The model was not broken. The test was.
The Two-Process War
Even after understanding the GTT, one anomaly remained unexplained: why was GTT at 27GB before any test model had loaded?
The accounting:
- Warp neuron (port 11436): mistral-nemo-12b loaded via Vulkan, ~8GB in GTT
- Ollama background process (pid 69990): phi4-reasoning:plus partially loaded, ~11GB in GTT
- Ollama's model cache from previous rounds: gemma4:12b, qwen2.5:14b fragments still mapped
Three inference processes, all holding GPU memory simultaneously, none aware of the others. When the playoff script launched gemma4:31b, there was less than 7GB of GTT available. The model attempted to allocate 17.4GB and ran out of address space mid-load. The partial allocation contributed to GTT fragmentation. KDE — also using GPU memory for rendering — ran out of GPU address space entirely and crashed.

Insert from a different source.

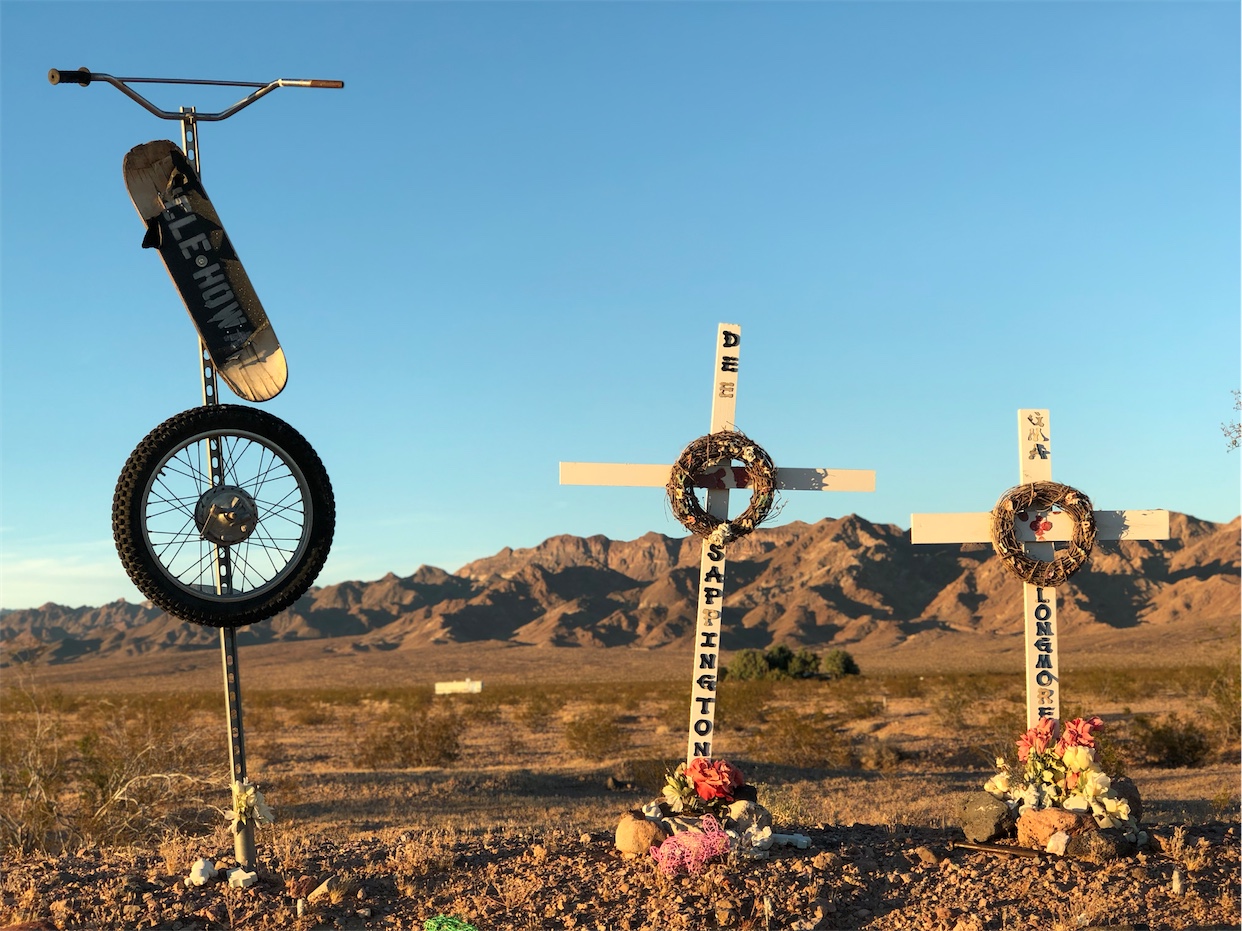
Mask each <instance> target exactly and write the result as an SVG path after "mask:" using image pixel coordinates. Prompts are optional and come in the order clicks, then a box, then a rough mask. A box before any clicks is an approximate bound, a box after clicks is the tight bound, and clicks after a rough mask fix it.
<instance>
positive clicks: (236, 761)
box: [220, 627, 257, 866]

The fix was not architectural. It was operational: stop every inference server before running any test.
The lesson worth keeping: APU unified memory changes the rules for local LLM deployment. VRAM capacity is not the ceiling — total system RAM minus OS reservation is the ceiling, and that memory is fully GPU-accelerated with no PCIe penalty.
Pattern: Before any local LLM benchmark on AMD APU hardware, run rocm-smi --showmeminfo gtt and confirm GTT used memory is at baseline. Stop all inference servers, confirm GTT drops to a known value, then load exactly one model at a time.
What we'd do differently: The Warp neuron (port 11436) should have been stopped before the playoff began. It held 8GB of GTT that could have gone to the test models. The playoff should also have waited for the GTT baseline to stabilize after stopping each model before starting the next.
If you're building this yourself: On an iGPU system, ollama ps shows what models are loaded — but it does not show GTT usage from orphaned child processes. Use rocm-smi --showmeminfo gtt as the authoritative source. If GTT used is unexpectedly high, ps aux | grep llama-server will find the culprits.